Go to content Go to navigation Go to search

Adam en Eva (Genesis 2, 1-25) · 5374 dagen geleden by Ad van den Ende

De zevende dag: rustdag
igitur perfecti sunt caeli et terra
Zo werden voltooid de hemel en de aarde
et omnis ornatus eorum
en heel de rijkdom ervan,
conplevitque Deus die septimo
en voltooid heeft God op de zevende dag
opus suum quod fecerat
zijn werk wat hij gedaan had
et requievit die septimo
en hij rustte uit op de zevende dag
ab universo opere quod patrarat
van al het werk dat hij tot stand had gebracht

et benedixit diei septimo et sanctificavit illum
en hij zegende de zevende dag en heiligde hem,
quia in ipso cessaverat
want op die (dag) had hij uitgerust
ab omni opere suo
van heel zijn werk
quod creavit Deus ut faceret
dat God geschapen heeft om het te maken.

God schept de man
istae generationes caeli et terrae
Dit is het ontstaan van hemel en aarde
quando creatae sunt in die
toen ze geschapen zijn op de dag
quo fecit Dominus Deus caelum et terram
waarop de Heer God de hemel en de aarde gemaakt heeft
et omne virgultum agri
en (dat was) voordat alle struikgewas
antequam oreretur in terra
opkwam op aarde
omnemque herbam regionis priusquam germinaret
en voordat alle kruid van het veld wortel schoot,
non enim pluerat Dominus Deus super terram
want de Heer God had het (nog) niet laten regenen op aarde
et homo non erat qui operaretur terram
en er was geen mens die de aarde zou bewerken;
sed fons ascendebat e terra
maar een damp steeg omhoog uit de aarde,
inrigans universam superficiem terrae
bevochtigend heel het oppervlak van de aarde.

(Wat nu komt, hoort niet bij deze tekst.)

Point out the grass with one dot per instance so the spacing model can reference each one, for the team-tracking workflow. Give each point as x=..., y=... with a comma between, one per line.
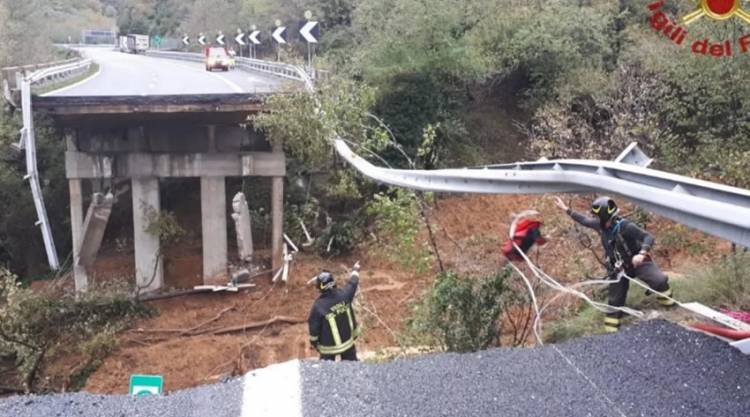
x=93, y=69
x=724, y=284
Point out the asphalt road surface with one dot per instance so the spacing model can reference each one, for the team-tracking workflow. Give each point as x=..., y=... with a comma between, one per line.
x=139, y=75
x=651, y=369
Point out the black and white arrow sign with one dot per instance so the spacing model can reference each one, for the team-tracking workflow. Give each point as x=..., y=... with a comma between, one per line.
x=253, y=37
x=310, y=32
x=279, y=35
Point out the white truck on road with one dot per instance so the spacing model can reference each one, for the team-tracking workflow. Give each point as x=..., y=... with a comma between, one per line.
x=123, y=43
x=137, y=44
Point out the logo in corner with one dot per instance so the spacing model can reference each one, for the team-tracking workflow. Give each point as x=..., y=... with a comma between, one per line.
x=717, y=10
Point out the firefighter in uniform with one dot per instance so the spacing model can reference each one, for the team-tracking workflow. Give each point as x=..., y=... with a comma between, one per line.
x=627, y=248
x=333, y=327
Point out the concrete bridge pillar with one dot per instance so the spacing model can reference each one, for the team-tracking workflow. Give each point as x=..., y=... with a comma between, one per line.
x=214, y=225
x=277, y=215
x=149, y=272
x=277, y=218
x=80, y=275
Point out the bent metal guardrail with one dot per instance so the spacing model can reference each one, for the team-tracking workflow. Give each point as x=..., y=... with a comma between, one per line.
x=716, y=209
x=28, y=141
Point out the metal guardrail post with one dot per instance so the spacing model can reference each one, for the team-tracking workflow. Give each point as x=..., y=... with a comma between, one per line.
x=33, y=176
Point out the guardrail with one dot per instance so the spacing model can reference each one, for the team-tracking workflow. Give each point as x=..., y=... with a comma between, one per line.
x=278, y=69
x=41, y=77
x=716, y=209
x=13, y=75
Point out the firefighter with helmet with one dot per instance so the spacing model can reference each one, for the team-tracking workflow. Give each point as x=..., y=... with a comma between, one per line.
x=627, y=248
x=333, y=327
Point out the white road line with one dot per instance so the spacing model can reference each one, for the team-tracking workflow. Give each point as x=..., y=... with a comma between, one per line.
x=76, y=84
x=231, y=84
x=273, y=391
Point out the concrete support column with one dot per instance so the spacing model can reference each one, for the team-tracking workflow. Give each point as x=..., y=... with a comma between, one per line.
x=80, y=275
x=214, y=224
x=277, y=218
x=149, y=273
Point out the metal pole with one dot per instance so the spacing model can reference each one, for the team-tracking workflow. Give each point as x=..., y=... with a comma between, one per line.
x=33, y=176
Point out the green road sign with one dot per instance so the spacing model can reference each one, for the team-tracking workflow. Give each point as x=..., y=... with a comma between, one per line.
x=146, y=384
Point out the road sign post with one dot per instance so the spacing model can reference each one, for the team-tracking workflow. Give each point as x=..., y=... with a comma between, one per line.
x=142, y=385
x=254, y=41
x=310, y=32
x=279, y=35
x=240, y=39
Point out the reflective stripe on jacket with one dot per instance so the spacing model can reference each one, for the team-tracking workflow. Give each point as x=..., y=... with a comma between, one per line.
x=333, y=327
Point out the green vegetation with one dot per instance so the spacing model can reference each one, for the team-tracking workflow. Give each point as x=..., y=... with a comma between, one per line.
x=584, y=322
x=460, y=314
x=724, y=284
x=36, y=328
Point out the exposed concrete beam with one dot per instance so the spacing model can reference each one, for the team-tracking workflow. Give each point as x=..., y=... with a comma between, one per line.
x=93, y=228
x=277, y=219
x=149, y=274
x=214, y=226
x=144, y=165
x=76, y=226
x=98, y=105
x=243, y=227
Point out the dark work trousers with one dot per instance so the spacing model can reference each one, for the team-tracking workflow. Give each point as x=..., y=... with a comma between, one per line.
x=647, y=272
x=348, y=355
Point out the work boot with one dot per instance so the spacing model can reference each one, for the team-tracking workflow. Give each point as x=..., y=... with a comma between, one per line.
x=666, y=302
x=612, y=324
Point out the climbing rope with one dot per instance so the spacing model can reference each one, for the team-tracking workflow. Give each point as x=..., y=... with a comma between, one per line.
x=554, y=284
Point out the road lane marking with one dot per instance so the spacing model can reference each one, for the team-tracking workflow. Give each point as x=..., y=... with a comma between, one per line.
x=76, y=84
x=232, y=85
x=273, y=391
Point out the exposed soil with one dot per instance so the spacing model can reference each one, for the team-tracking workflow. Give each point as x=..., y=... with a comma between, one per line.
x=469, y=231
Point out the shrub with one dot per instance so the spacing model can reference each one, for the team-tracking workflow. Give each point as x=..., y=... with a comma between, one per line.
x=35, y=326
x=725, y=283
x=461, y=314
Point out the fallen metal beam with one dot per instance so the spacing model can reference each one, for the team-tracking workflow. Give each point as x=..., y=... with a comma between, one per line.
x=716, y=209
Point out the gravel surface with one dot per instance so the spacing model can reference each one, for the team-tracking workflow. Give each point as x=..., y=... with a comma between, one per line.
x=651, y=369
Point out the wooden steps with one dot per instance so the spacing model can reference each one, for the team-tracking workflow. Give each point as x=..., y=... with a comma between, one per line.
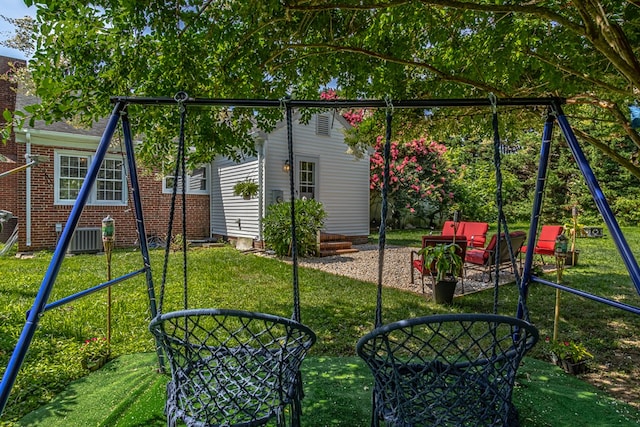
x=334, y=244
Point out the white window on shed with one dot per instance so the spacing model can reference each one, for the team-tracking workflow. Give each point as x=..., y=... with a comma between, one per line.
x=322, y=125
x=307, y=183
x=110, y=187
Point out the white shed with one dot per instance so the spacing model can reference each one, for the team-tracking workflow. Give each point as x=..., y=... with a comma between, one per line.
x=324, y=170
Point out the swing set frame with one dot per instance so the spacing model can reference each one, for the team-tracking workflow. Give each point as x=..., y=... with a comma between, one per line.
x=119, y=114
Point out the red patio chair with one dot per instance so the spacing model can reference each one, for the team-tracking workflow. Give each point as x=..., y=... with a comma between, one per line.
x=449, y=229
x=545, y=245
x=476, y=233
x=484, y=259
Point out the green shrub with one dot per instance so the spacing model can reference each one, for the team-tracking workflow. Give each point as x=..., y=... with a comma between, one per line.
x=310, y=217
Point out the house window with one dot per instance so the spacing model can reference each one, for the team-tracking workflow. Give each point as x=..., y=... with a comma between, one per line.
x=322, y=125
x=197, y=182
x=307, y=185
x=110, y=187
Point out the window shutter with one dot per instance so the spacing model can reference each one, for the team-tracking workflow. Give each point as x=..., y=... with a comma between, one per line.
x=322, y=125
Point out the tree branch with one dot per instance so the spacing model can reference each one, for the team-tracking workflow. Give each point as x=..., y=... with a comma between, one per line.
x=609, y=39
x=527, y=8
x=582, y=76
x=360, y=51
x=635, y=171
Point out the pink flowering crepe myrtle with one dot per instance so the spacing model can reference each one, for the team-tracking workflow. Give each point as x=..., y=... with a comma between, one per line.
x=418, y=172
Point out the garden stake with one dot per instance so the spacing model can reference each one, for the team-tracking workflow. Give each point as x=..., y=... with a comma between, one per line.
x=108, y=240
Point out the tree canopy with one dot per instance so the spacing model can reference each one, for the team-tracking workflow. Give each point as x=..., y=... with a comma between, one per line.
x=584, y=50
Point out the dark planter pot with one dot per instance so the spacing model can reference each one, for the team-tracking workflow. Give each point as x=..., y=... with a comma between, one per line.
x=570, y=367
x=569, y=259
x=443, y=291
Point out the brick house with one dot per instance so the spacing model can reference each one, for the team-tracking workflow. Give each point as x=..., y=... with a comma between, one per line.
x=41, y=197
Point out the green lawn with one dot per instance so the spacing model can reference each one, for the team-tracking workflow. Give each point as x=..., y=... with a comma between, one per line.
x=338, y=309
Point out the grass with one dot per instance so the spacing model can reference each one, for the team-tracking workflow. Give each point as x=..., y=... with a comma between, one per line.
x=338, y=309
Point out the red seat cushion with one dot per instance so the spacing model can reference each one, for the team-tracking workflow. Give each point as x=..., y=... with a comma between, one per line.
x=476, y=233
x=418, y=265
x=476, y=256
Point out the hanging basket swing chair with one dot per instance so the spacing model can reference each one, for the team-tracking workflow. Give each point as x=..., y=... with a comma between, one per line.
x=228, y=367
x=446, y=370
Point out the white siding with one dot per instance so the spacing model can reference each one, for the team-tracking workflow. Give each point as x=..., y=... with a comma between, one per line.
x=232, y=215
x=343, y=180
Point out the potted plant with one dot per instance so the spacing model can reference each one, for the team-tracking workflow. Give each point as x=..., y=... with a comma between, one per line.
x=247, y=189
x=444, y=262
x=571, y=356
x=573, y=229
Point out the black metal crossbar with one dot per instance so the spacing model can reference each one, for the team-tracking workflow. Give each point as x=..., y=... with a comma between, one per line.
x=231, y=367
x=446, y=370
x=344, y=103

formavit igitur Dominus Deus
Gevormd heeft daarom de Heer God
hominem de limo terrae
de man uit het slijk van de aarde,
et inspiravit in faciem eius spiraculum vitae
en hij blies in zijn gezicht de levensadem,
et factus est homo in animam viventem
en gemaakt is de man tot een levend wezen.

Het paradijs
plantaverat autem Dominus Deus paradisum voluptatis
De Heer God nu had een tuin in Eden aangelegd
a principio in quo posuit hominem quem formaverat
in het oosten, waarin hij de man geplaatst heeft die hij gemaakt had.
produxitque Dominus Deus de humo
En de Heer god liet groeien uit de grond
omne lignum pulchrum visu
alle bomen, mooi om te zien
et ad vescendum suave
en heerlijk om te eten ;
lignum etiam vitae in medio paradisi
ook de levensboom
lignumque scientiae boni et mali
en de boom van het inzicht in goed en kwaad.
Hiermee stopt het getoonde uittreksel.